How happy Cass felt in such moments of closeness! If he but shut his eyes his head swam with happiness; there would be a strong sweet singing all through him, as of the blood in his veins rejoicing in its own flow. Once from a bus-top he felt like calling out to some strangers walking below him, “Poor blind ones down there! Look up to where Cass is! This is me, this is Cass—up here with Norah! Kitten loves me—she and I sleep together! Every night I kiss her, it’s just me that Kitten loves. I’m Cass—you remember? This is Norah, and she loves me.”
Sometimes when he lay by her side in the night Norah was already sleeping; he would think to himself as he felt himself dozing, “I’m falling asleep now—and when I wake up Pa will be just coming in from the kitchen, Bryan will be asleep right here beside me, and Nance will be fetching wood for the stove” . . . But when he awoke it would still be Norah beside him, his head resting on the carpet of her hair. Everything around him would be warm and clean and bright, on the floor a new rug, deep and dark and soft. The breeze that comes off the lake in the mornings of summer would be rippling the curtains ever so gently; gently so as not to wake Norah. Then it would seem to Cass that all this was so good that there could be no dark smoke-filled places anywhere in the world.
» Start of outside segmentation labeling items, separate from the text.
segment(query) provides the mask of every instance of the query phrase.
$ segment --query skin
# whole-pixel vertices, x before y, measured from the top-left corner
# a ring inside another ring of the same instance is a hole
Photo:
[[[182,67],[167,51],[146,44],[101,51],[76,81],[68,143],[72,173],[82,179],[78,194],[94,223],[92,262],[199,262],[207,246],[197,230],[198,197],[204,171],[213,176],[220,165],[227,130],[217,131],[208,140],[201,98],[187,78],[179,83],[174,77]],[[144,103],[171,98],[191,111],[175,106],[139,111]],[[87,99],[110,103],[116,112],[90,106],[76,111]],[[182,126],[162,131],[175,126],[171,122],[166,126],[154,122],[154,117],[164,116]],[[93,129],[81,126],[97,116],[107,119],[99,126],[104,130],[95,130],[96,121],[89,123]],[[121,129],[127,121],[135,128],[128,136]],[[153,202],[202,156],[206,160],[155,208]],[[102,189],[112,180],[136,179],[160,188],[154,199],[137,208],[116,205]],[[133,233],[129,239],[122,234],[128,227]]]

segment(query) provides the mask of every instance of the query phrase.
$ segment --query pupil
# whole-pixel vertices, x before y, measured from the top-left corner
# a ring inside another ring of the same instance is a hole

It would seem that nowhere could there be a dim room with dirt for a floor, where once a small boy had lived in fear of a father.
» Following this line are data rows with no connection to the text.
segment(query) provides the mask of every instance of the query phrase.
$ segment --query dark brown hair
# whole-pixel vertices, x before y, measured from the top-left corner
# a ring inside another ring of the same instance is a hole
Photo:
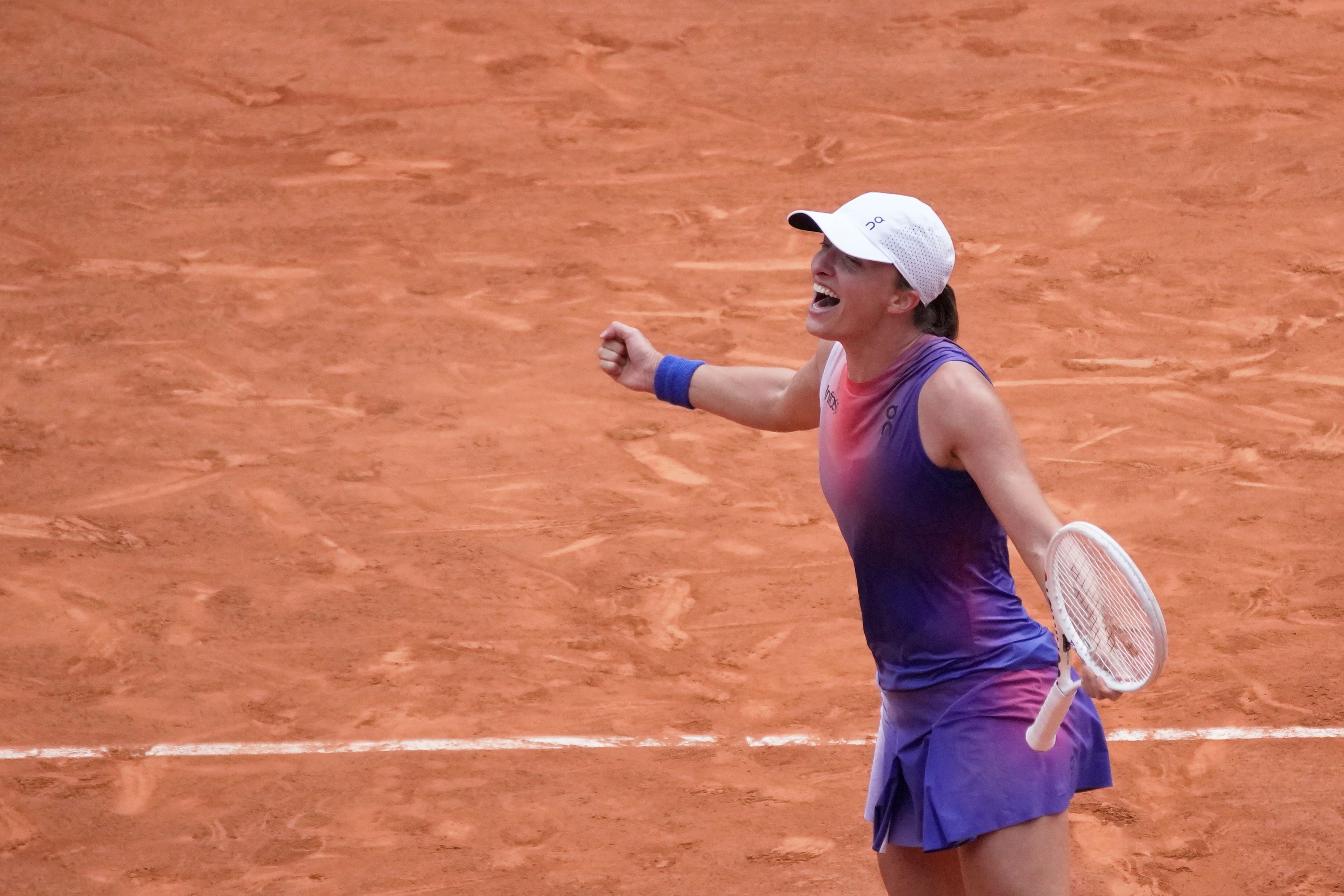
[[[914,289],[900,271],[896,271],[896,289]],[[943,286],[938,298],[927,305],[923,302],[915,305],[911,320],[917,329],[956,343],[960,325],[957,321],[957,294],[952,292],[952,286]]]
It was dream-like now, in this place, to recall it.
One morning Cass was wakened by shouts and cries from the street below. Raising his head from the pillow, he saw grotesque shadows racing down a long red fence, jumping up and jumping down, waving monstrous arms over headless bodies, first running this way, and then, all with one motion turning, racing back in the direction they’d come. For a moment the red fence itself seemed to be moving. Cass became deathly afraid. Ever since the time in Great-Snake Mountain when he had seen a crowd pointing and shouting as though all out of one mouth he had been afraid, above all else that he feared, of a mob.